Seit vergangenem Wochenende ist es kein Gerücht mehr: Deutsche Bank und Commerzbank sondieren einen Schulterschluss. Und schon melden sich Stimmen aus der Politik, den Aufsichtsbehörden und der Wirtschaft mit ihren Wünschen, die sie an eine Fusion der beiden größten deutschen Banken haben – eingeschlossen ihren Forderungen, was nicht passieren soll. Zudem melden sich Analysten zu Wort, warum sie oder warum sie eine "Deutsche Commerzbank" nicht für sinnvoll halten (lesen Sie hierzu auch den Kommentar von FONDS professionell-Redakteur Sebastian Ertinger "Zwei Kranke ergeben keinen Gesunden").

An der Spitze der Institutionen mit einem Wunschzettel steht das Bundeskanzleramt. So stellt Amtschef Helge Braun laut der "Frankfurter Allgemeinen Zeitung" (FAZ) klar, dass die Bundesregierung keine politischen Ambitionen bezüglich der Fusion hege. Im Vordergrund stünden rein betriebliche Motive. Allerdings teilt man die Sorgen der Arbeitnehmervertreter und fürchtet ebenfalls den Verlust tausender Jobs.

Die Regierung schaue laut FAZ "natürlich auf die Zukunft der Arbeitsplätze, um die es geht". Wenn es, wie die Gewerkschaften befürchten, zu einem massiven Stellenabbau käme, "dann ist das natürlich ein schwieriger Befund". Mit anderen Worten: Berlin möchte eine starke nationale Bank, die daheim allerdings möglichst keine betriebsbedingten Kündigungen aussprechen soll.

"Geschmäckle": Ex-Arbeitgeber von Finanzstaatssekretär berät Commerzbank
Obwohl sich das Bundesfinanzministerium ebenso wie die gesamte Regierung aus den Gesprächen der beiden Partner in spe heraushält: Die Aussage Brauns kann dennoch als Aufforderung gedeutet werden, den personellen Aderlass nicht zu übertreiben. Immerhin ist der deutsche Staat mit 15,6 Prozent an der Commerzbank beteiligt. In dem Zusammenhang ist ferner pikant, dass sich die Commerzbank bei den Gesprächen im Rahmen eines schon bestehenden Mandats von den Investmentbanken Goldman Sachs und Rothschild beraten lasse. Das hat "ein Geschmäckle", wie die FAZ zurecht schreibt: Denn Finanzstaatssekretär Jörg Kukies (SPD), der unter Branchenkennern als wensentlicher Treiber hinter der Fusion gilt, war vor seinem Wechsel nach Berlin Co-Deutschlandchef von Goldman Sachs.
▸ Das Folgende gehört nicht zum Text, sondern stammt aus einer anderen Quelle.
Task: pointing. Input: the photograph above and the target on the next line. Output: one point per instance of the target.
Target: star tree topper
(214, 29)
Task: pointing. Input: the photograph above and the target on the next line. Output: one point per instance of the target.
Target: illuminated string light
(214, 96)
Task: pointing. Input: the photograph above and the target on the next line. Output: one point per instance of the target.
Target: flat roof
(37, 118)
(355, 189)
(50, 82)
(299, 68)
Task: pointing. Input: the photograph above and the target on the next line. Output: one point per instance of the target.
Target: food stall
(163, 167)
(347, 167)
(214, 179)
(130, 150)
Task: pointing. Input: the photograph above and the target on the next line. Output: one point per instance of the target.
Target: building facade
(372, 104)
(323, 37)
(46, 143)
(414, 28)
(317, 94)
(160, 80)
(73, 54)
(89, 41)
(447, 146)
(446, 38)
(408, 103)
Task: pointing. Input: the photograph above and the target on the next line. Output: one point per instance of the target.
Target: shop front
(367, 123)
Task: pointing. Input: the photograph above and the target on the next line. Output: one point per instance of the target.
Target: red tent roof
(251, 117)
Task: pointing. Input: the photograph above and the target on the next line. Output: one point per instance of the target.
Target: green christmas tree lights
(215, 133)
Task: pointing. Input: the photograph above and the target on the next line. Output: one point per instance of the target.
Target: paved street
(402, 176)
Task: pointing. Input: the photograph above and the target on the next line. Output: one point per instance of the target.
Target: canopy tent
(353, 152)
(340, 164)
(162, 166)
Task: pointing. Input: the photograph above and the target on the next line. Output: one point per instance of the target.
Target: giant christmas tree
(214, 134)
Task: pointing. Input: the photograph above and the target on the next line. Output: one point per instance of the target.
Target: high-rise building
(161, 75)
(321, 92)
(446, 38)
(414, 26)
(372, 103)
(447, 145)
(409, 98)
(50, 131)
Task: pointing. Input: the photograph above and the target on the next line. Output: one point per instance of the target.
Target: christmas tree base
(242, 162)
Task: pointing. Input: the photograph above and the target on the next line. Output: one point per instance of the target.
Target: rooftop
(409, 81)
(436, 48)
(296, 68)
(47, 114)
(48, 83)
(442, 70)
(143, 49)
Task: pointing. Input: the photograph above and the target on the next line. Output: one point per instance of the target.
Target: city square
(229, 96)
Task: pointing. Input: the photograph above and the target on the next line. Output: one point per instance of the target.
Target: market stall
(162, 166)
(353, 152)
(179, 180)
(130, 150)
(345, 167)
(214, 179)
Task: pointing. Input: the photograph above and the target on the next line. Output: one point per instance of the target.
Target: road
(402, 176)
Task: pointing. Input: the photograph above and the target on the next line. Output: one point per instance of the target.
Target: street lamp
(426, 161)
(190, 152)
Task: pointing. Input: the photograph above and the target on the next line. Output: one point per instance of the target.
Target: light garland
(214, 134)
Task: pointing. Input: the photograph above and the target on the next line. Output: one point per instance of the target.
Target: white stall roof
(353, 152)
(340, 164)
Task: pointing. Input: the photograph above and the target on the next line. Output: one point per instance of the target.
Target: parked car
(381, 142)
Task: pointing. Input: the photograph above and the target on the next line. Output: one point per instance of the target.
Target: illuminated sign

Der Bundesverband der Deutschen Industrie hat in einem Statement betont, wie wichtig eine große, starke Bank für die Wirtschaft im Land sei. "Nur wenn das Zusammengehen eine stärkere Institution schafft, ist es zielführend", zitiert die FAZ den BDI. In eine ähnliche Stoßrichtung geht der "Wunsch" der Europäischen Zentralbank (EZB), für die die Ertragskraft einer neuen Großbank Vorrang vor allen anderen Überlegungen habe. Vor allem auf die Kostenseite werden sie laut der Zeitung blicken..

Große Skepsis bei Aktionären und Analysten
Nicht nur Aufseher und der Industrieverband setzen hinter die Fusionsabsichten zahlreiche Fragzeichen, auch einige Analysten sehen die Pläne kritisch. "Eine Fusion käme einer Not-Operation gleich", zitiert das "Handelsblatt" den Kurskommentatoren Jochen Stanzl vom Online-Broker CMC Markets. Sie diene dem politischen Kalkül, die Sorgen vor einer möglichen Insolvenz der Deutschen Bank auszuräumen. Neil Wilson, Chef-Analyst des Online-Brokers Markets.com, äußerte sich laut der Wirtschaftszeitung ebenfalls eher zurückhaltend. "Es besteht die Gefahr, dass man eine größere, aber genauso schwache Bank kreiert."

Großaktionäre der Deutschen Bank stehen dem Zusammenschluss mit der Commerzbank ebenfalls skeptisch gegenüber. Allerdings würden sie sich dieser nicht komplett verweigern: "Wir sind nicht in Fundamental-Opposition, haben aber erhebliche Zweifel an der Sinnhaftigkeit und am Timing und wollen überzeugt werden", verriet eine Person aus dem Umfeld eines großen Anteilseigners dem Handelsblatt. Ein anderer Aktionär fügt hinzu: "Es gibt keinen offensichtlichen Grund, warum diese beiden Banken fusionieren wollten. Das passt strategisch einfach nicht."

Commerzbank-Chef will schleunigst Klarheit
Aus Sicht der Deutschen bank sei der deal durchaus lukrativ, schreibt hingegen JP-Morgan-Analyst Kian Abouhossein. Die Commerzbank sei für jedes am attraktiven deutschen Markt interessierte Geldhaus eine gute Wahl. Abouhossein rechnet im Erfolgsfall mit einem Bewertungsaufschlag für die Commerzbank-Papiere und lobt ihr Chancen-Risiko-Profil.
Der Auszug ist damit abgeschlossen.